Commentary

Sure we want to help the poor, but ?

Just got back from Washington, D.C. where I took part in various activities related to a certain book (since we’re still in soft launch mode, I shall withhold my barrage of obnoxious self promotion … for now). Anyhow, thanks to Barry Klein for passing along this article about an organization that helps the poor by (gulp) putting them in cars:

Advocates say Ways to Work, which has underwritten $36 million in loans to 24,000 families since it began as a small program in Minnesota in 1984, is part of a new model for social service programs, one that delivers human services aimed at economic self-sufficiency. Borrowers in the program, which is in place at about 50 human services organizations in 25 states, are low-wage workers who have poor credit or no credit. The program is targeted at getting them not just cars, but also decent credit scores and bank accounts. The nonprofit, which has grown swiftly and hopes to quadruple the number of loans it makes over the next five to six years, has a repayment rate of 90 percent. The program grew nationally with early funding from the McKnight Foundation and loan capital from Bank of America Corp. Most of the loans are two-year loans for up to $4,000, with interest rates capped at 8 percent and monthly payments capped at $182. … A recently released study Ways to Work commissioned found its borrowers reported take-home pay increases averaging 41 percent, with their average annual income growing to $15,312 from $11,904. More than half the recipients said they were able to get better jobs because of their cars. Nearly four out of five parents with young children said they were able to put them into a more satisfactory day care arrangement.
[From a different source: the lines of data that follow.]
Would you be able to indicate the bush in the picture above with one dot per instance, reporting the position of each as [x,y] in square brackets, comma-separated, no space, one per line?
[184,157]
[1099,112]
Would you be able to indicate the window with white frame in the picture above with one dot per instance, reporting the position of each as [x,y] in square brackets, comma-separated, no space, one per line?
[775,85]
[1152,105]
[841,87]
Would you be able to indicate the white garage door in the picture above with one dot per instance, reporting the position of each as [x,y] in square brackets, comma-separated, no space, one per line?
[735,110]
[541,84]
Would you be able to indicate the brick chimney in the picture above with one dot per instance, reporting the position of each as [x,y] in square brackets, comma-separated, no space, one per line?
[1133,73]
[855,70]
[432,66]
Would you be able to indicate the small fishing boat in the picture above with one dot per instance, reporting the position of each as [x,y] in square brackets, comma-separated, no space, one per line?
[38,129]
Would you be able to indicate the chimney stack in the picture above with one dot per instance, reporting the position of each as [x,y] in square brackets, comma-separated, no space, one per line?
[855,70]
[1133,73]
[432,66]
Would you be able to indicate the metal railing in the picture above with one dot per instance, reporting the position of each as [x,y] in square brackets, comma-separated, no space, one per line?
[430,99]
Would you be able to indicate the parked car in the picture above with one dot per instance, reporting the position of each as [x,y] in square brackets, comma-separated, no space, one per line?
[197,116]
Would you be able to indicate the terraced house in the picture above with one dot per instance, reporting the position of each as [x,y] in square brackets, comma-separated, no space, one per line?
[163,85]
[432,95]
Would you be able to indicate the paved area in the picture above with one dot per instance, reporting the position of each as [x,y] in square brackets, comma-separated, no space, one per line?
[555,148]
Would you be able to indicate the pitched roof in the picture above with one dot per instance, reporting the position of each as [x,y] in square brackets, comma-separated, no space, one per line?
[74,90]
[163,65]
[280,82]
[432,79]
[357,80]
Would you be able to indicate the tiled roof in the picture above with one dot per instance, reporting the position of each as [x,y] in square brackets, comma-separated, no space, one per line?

Some results from participants in San Mateo County, California:

the amount of work they miss after getting a car is down 92 percent. Their transit time to work is cut by 91 percent, and more than one-quarter say they have been able to attend job-related education they couldn’t have reached without a car.

Sure helping the poor become self-sufficient is all well and good, but aren’t cars, um, bad? For more on the success of such programs check out chapter 8 in the Brookings Institution book,Taking the High Road. (But if you can buy just one book, you know what to do.)